An article in today's Wall Street Journal about text messaging lingo includes this scene:
Within seconds, Josephine's phone beeps with a message from Richard, her boyfriend. "WAN2CAPIC?" reads the small screen. "He wants to see a movie," she explains. They agree to see "TRFC" at a theater near Piccadilly Circus. But she's still fuming at Sophie for standing her up, so she taps in a "screaming face" ":-@!" to express her displeasure. Why not just telephone her? "This is easier," she says.

How can reading a tiny screen and writing using tiny keys be easier than talking on a phone? Well, the mechanics themselves are not easier. Easier may be the wrong word. Convenient is more like it. See, making a call, you have to wait for the other person to answer. You also have to pay attention to what the person says right there and then, in real time, as they speak. With text messaging you decide when to pay attention. You can comprehend at your own pace. You can initiate and finish a communication without having to wait for the other person to "pick up the phone". People will find a way to use technology that makes things easier for them. It's not that a device's interface is easier, but that a task or objective is easier to accomplish with technology (even, sometimes, if the technology is difficult to use).

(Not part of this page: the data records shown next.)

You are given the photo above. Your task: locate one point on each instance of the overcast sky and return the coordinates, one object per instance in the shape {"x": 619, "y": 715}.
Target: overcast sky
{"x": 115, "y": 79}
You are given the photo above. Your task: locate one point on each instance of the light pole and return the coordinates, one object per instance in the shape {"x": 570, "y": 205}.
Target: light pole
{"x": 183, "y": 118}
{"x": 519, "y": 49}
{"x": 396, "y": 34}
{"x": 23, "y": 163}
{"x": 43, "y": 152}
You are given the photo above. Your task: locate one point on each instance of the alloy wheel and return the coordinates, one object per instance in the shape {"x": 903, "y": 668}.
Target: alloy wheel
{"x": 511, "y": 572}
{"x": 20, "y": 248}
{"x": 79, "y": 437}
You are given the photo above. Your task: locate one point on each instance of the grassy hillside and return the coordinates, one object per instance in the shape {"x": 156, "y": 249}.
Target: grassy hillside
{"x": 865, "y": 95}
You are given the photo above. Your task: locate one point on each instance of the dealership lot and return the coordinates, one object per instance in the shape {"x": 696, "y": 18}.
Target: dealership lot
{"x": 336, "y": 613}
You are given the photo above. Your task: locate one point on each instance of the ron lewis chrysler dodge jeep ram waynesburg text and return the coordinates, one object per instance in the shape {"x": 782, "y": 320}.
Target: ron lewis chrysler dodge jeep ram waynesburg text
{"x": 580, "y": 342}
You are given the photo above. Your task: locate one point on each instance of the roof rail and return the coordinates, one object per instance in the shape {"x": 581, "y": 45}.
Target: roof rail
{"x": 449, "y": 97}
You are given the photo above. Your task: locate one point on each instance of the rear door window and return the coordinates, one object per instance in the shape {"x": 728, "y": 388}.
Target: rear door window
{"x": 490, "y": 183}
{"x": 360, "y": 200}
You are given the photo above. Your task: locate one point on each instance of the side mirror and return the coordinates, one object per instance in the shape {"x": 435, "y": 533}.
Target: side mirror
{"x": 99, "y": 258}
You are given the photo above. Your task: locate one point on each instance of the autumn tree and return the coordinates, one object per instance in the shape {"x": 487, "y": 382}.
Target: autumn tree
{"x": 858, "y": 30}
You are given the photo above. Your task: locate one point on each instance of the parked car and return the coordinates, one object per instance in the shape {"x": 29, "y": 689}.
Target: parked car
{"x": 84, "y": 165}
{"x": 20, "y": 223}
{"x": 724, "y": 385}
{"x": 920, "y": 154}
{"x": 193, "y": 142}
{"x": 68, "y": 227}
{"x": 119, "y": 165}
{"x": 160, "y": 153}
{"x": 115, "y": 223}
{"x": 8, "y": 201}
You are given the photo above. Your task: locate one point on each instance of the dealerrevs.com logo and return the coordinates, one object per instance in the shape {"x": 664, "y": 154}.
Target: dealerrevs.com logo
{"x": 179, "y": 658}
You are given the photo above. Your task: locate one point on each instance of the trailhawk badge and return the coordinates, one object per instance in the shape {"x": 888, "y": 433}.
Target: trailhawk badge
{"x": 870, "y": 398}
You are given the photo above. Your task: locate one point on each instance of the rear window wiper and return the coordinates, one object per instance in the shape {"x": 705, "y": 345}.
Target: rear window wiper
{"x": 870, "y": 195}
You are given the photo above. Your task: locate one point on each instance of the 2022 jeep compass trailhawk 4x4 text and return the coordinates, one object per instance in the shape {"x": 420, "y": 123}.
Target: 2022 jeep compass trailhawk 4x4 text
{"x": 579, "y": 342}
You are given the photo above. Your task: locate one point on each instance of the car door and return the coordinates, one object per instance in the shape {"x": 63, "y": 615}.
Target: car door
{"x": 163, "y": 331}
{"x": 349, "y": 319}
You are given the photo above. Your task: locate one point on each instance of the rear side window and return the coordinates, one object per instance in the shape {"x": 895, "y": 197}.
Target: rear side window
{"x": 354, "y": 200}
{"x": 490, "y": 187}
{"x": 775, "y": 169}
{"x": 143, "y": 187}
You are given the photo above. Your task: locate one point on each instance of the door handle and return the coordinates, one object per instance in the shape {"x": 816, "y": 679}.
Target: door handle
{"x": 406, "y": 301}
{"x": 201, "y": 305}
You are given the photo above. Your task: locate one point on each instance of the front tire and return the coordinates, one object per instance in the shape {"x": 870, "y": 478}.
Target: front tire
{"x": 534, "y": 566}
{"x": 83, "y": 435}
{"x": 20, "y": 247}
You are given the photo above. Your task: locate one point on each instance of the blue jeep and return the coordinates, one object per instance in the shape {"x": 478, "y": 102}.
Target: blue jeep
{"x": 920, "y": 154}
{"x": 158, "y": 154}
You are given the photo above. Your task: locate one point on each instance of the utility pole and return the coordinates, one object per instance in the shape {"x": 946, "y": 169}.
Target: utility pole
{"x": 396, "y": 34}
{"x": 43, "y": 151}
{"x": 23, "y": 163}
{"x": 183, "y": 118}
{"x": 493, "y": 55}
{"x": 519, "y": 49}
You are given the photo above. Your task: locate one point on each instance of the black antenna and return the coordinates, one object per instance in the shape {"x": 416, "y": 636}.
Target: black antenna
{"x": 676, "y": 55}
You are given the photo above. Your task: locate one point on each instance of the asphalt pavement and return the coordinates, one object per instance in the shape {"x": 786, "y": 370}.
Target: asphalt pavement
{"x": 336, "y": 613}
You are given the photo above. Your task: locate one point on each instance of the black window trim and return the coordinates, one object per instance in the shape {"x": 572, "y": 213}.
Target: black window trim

Just scanned a thread on Slashdot where someone asked for advise on software/coding solutions for creating formatted reports of several hundred pages. The answer is simple: don't do it. No one reads reports that long in either digital or paper form. People do ask for reports that long. People who feel a need to prove that they have important things to do, like reading several hundred page reports, ask for such reports. Of course, no one knows what they do after plowing through several hundred pages of data, except to ask for more reports (perhaps to validate what they read in the first report?). There are some people in some organizations who would provide value (perhaps tremendous value) from plowing though such massive reports. If plowing through that much data would provide value, however, wouldn't it make more sense to give the person a way to wade through the data directly themselves, rather than pay (in time or money) a developer to create a system for generating canned reports? If you are sucking tons of data out of a computer and putting it on paper so someone can look at it, both you and the person who wants to look at the data that way are doing something very, very, wrong. You're not creating value, you're only spending money.